Dr Martens has US headache in Q3, but stays ahead of the pack
Bootmaker Dr Martens continued to keep its head well above water in the final three months of the year, although the quarter wasn't without its problems with the US, in particular, causing a few headaches.
The company said on Thursday, that demand for the brand remained “resilient through challenging conditions during the peak trading period of Q3”. But its bad news sent its share price down nearly 20% in early trading.
It saw “a combination of significant operational issues creating a bottleneck at our new LA distribution centre and weaker than anticipated US DTC trading, in part due to unseasonably warm weather”. That means it now expects full-year revenue growth of 11%-13% on an actual currency basis and full-year EBITDA to be between £250 million and £260 million.
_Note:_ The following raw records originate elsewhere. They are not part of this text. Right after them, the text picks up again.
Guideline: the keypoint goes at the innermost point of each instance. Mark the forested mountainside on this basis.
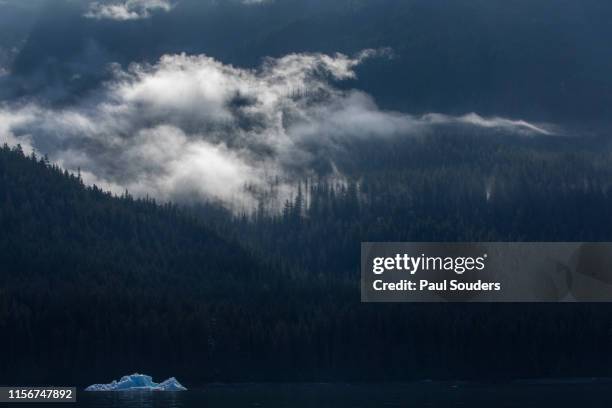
(93, 286)
(90, 282)
(457, 186)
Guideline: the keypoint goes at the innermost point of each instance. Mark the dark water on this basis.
(559, 394)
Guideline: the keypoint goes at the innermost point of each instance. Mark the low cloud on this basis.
(127, 9)
(193, 128)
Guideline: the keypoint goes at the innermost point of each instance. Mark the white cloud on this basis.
(126, 9)
(191, 127)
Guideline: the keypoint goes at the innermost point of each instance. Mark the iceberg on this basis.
(138, 382)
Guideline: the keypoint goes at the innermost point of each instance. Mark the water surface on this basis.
(541, 394)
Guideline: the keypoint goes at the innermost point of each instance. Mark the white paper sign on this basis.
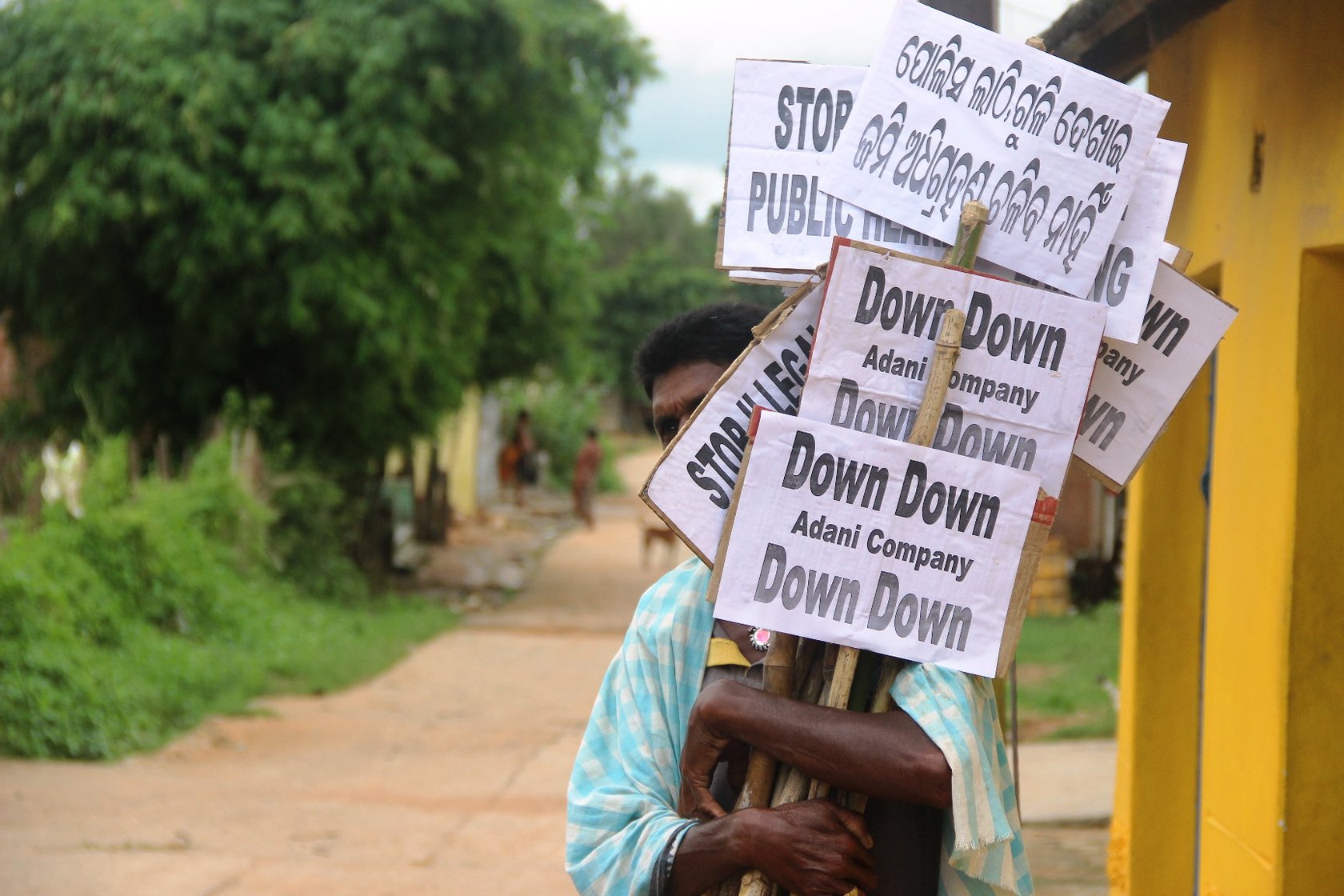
(1136, 386)
(691, 486)
(786, 118)
(1126, 272)
(1019, 383)
(895, 548)
(768, 278)
(950, 112)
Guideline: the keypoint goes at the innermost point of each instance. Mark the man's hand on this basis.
(814, 848)
(705, 746)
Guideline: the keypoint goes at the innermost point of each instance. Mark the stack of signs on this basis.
(1020, 381)
(1136, 386)
(857, 540)
(818, 548)
(828, 524)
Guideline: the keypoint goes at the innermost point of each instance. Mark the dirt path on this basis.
(444, 777)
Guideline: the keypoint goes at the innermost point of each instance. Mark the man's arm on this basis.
(883, 755)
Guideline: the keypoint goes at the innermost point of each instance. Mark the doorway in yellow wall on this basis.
(1314, 777)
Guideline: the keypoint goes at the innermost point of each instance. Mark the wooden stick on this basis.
(962, 254)
(777, 678)
(970, 227)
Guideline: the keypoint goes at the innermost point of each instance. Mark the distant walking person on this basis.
(519, 458)
(585, 477)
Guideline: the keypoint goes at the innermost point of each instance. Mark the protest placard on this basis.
(1136, 386)
(950, 112)
(693, 484)
(786, 118)
(851, 539)
(1020, 381)
(1126, 272)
During Q3, revenue rose, 9% to £335.9 million, but it was up only 3% at constant exchange rates (CER). For the nine months of the financial year so far, revenue is 12% ahead at £754.5 million and is 5% higher CER.
By channel, E-commerce rose, 5% in Q3 and 6% for the year to date, and Retail was up 21% (16% CER) in the quarter and 29% (23% CER) in the nine months. DTC rose 11% (6% CER) in Q3 and 15% (10% CER) for the year to date. And wholesale was up 7% (or down 1% CER) in the latest three months and up 8% for the nine months.
Clearly, while some of its fashion sector peers might be more than happy with such figures give the tough conditions in 2022 (and specifically the last quarter of the calendar year), they represented something of a comedown for the brand that has been riding high in recent years, hence the share price plunge.
As mentioned, the company said Q3 revenue was below its expectations due to those issues in the US. But it saw “robust” DTC trading overall and EMEA and APAC were in line with expectations.
EMEA, Q3 revenue grew 8% (7% CER) with DTC growth building positively through the quarter to a very strong December. This momentum was led by an excellent Retail performance with 50% (48% CER) growth in December alone. And even with that leap, EMEA E-commerce managed to rise marginally.
America grew 16% (but only 1% CER) and despite the bottleneck issues, there were plenty of signs of “the continued strength of the brand”.
In APAC, Q3 revenue declined 4% (and by the same amount CER) due to China, where a combination of Covid infections and the “orderly managing down of distributor inventory” impacted revenue negatively.
So what about those LA distribution centre (DC) issues? A bottleneck at the LA DC was created by a combination of factors. Inventory was transferred from its Portland DC to its new LA DC faster than planned originally. Plus it accepted requests from some US wholesalers to store direct shipments at its LA DC. And inbound shipping times from its factories to the DC improved significantly resulting in inventory arriving more quickly than anticipated. That's an issue, reported by a number of businesses in recent months as they'd been planning for shipments to stay slow but were taken by surprise as deliveries speeded up.
The company has taken steps to resolve the issues, including opening temporary warehouses nearby and increasing work shifts at the LA DC. It added that “the most experienced members of the EMEA and global supply chain teams are now in LA to ensure these plans are implemented successfully”.
It said the impact of lost wholesale revenue and incurred costs as a result of the problems will reduce FY23 EBITDA by £16million-£25 million, “depending upon the pace at which we resolve the issues and normalise operations at the DC”.
We’ve already mentioned the outlook for the rest of the current financial year (FY23) due to those specific issues and Dr Martens added that revenue growth for FY24 will have its own challenges.
It has been “reviewing the strategic and economic benefits of continuing to sell into pureplay wholesale e-commerce accounts, particularly in EMEA, and as a result, we have therefore decided to reduce volume into these accounts in FY24. Over time, the benefit will be to underpin DTC mix expansion, but in FY24, revenue growth will be impacted”.
That said, revenue growth will still be at a level some others would envy with the firm predicting it will be in mid-to-high single digits on a constant currency basis.